Check and Re-Check Pemberitaan di Media

Sumber: www.google.co.id
Setiap media pasti memiliki kelebihan dan kekurangannya. Begitupula, setiap media memiliki gaya literasi media tersendiri agar terhindar dari konten-konten bermasalah. Misalnya, membaca artikel di sebuah majalah jelas membutuhkan keterampilan yang berbeda dengan saat Anda menonton suatu tayangan di televisi. Namun demikian, bukan berarti perbedaan tersebut tidak dapat dikombinasikan untuk menghasilkan suatu mutu informasi secara menyeluruh. Contoh: Ketika Anda mendengar suatu pemberitaan melalui saluran radio. Jelas Anda hanya dapat ‘berimajinasi’ bagaimana dahsyatnya gempa dan tsunami yang melanda Sulawesi Tengah (Palu, Donggala dan Sigi), juga sebelumnya di Lombok, serta bencana tanah longsor di Sumatera Barat. Ataupun Anda yang hanya mendapatkan kabar berita duka dari tragedi terjatuhnya Lion Air JT-610, tentu hanya dapat ‘membayangkan’ betapa tragisnya kejadian itu yang banyak menimbulkan korban jiwa dan duka mendalam dari keluarga korban yang ditinggalkan.
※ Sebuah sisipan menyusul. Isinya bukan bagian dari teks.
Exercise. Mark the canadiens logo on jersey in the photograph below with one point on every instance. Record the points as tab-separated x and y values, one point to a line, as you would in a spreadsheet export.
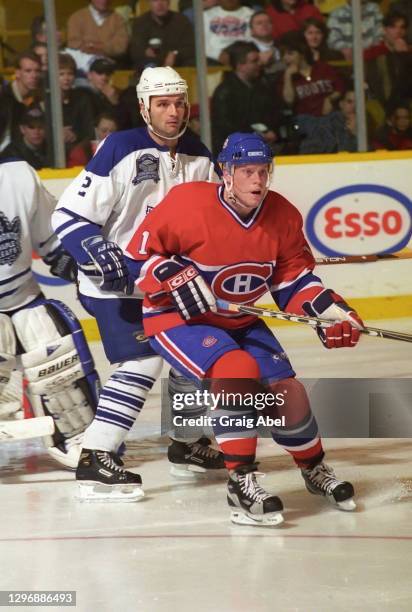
147	168
10	240
243	282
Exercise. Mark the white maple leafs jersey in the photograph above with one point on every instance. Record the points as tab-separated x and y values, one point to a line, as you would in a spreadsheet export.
25	213
127	177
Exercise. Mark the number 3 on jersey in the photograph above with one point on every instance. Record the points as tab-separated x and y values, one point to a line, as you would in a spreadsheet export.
86	183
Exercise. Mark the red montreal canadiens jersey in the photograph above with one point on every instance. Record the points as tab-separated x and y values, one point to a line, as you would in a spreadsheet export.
241	259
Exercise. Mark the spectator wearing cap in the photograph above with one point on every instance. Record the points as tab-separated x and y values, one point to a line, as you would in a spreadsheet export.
23	92
161	37
104	95
30	144
78	118
96	29
289	15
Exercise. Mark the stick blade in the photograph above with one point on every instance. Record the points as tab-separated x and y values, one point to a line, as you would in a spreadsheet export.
26	428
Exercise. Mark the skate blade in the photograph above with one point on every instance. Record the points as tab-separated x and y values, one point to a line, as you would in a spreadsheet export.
184	471
272	519
97	492
347	506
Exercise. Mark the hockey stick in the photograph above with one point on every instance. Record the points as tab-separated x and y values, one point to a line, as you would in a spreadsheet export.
313	321
326	261
26	428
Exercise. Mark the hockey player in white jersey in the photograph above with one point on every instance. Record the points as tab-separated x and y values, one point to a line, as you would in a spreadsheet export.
95	219
44	334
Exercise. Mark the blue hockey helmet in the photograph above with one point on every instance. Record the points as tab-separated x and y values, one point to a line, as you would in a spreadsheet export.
245	148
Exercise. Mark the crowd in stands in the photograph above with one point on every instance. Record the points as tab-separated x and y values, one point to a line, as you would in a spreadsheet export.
286	73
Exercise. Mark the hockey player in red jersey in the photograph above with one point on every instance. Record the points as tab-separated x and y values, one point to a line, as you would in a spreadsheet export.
236	241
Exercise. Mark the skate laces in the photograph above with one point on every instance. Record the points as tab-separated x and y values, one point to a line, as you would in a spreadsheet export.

Namun, dengan adanya televisi Anda dapat mengkonfirmasi ‘imajinasi’ di pikiran Anda sebelumnya dengan realitas visual yang terjadi di lapangan.
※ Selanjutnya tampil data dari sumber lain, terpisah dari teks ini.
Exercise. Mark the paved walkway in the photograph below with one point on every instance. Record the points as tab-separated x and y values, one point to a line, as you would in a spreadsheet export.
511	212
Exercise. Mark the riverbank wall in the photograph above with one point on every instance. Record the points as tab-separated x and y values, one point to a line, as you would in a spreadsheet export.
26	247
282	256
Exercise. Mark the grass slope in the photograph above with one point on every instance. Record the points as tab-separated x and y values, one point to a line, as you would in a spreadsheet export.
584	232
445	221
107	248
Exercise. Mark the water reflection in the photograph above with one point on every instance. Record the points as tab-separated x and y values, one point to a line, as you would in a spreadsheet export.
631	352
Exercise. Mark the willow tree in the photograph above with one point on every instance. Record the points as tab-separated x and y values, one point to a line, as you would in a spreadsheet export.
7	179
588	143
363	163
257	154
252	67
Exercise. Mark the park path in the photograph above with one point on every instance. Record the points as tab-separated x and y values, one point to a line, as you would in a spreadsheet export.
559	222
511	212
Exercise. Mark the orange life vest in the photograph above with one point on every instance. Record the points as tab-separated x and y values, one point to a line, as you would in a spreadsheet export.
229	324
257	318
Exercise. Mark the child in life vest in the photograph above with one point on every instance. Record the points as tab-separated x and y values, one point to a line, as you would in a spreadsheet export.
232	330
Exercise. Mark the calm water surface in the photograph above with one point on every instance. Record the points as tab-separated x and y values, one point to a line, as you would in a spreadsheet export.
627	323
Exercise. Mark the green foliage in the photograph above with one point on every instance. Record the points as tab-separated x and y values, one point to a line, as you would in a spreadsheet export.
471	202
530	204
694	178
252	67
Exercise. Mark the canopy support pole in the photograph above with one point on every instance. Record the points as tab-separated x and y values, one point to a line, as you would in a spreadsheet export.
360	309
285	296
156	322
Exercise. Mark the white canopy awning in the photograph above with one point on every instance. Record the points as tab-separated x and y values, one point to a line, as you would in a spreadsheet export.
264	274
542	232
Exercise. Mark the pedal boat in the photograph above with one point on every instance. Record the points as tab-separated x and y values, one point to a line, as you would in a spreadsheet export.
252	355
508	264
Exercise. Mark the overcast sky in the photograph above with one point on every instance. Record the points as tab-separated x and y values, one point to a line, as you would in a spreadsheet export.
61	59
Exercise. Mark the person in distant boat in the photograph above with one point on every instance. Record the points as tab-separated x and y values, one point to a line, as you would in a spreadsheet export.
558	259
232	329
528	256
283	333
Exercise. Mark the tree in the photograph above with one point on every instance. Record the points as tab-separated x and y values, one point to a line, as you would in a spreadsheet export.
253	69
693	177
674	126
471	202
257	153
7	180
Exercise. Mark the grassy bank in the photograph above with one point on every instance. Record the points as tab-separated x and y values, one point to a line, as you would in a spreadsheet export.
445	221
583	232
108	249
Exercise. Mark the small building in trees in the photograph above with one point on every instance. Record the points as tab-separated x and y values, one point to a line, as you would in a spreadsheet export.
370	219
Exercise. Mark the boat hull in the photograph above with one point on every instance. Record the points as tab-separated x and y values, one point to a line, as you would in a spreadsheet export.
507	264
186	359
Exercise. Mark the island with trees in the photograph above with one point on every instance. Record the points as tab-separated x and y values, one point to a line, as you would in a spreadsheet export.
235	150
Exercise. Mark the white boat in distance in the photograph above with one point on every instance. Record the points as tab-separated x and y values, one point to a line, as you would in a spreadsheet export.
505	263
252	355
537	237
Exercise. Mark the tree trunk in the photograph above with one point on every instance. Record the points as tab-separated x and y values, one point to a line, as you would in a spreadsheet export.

Contoh lainnya, seperti Anda yang tidak mempercayai pesan terusan dari Whats App, yang mengabarkan di Palu baru saja terjadi gempa yang cukup hebat dan berpotensi Tsunami. Akan tetapi, ketika suatu pagi Anda membaca headline sebuah suratkabar juga memberitakan hal yang sama, bahwa Palu telah diguncang oleh gempa yang cukup dahsyat, maka Anda baru mempercayainya. Hal ini membuktikan bahwa perbedaan antara audio dan audio + visual (motion pictures/gambar bergerak); ataupun antara kecepatan media sosial dan online dengan keakuratan sebuah suratkabar yang baru terbit esok pagi tidaklah saling bertentangan. Melainkan perbedaan media tersebut saling melengkapi antara satu dengan yang lain.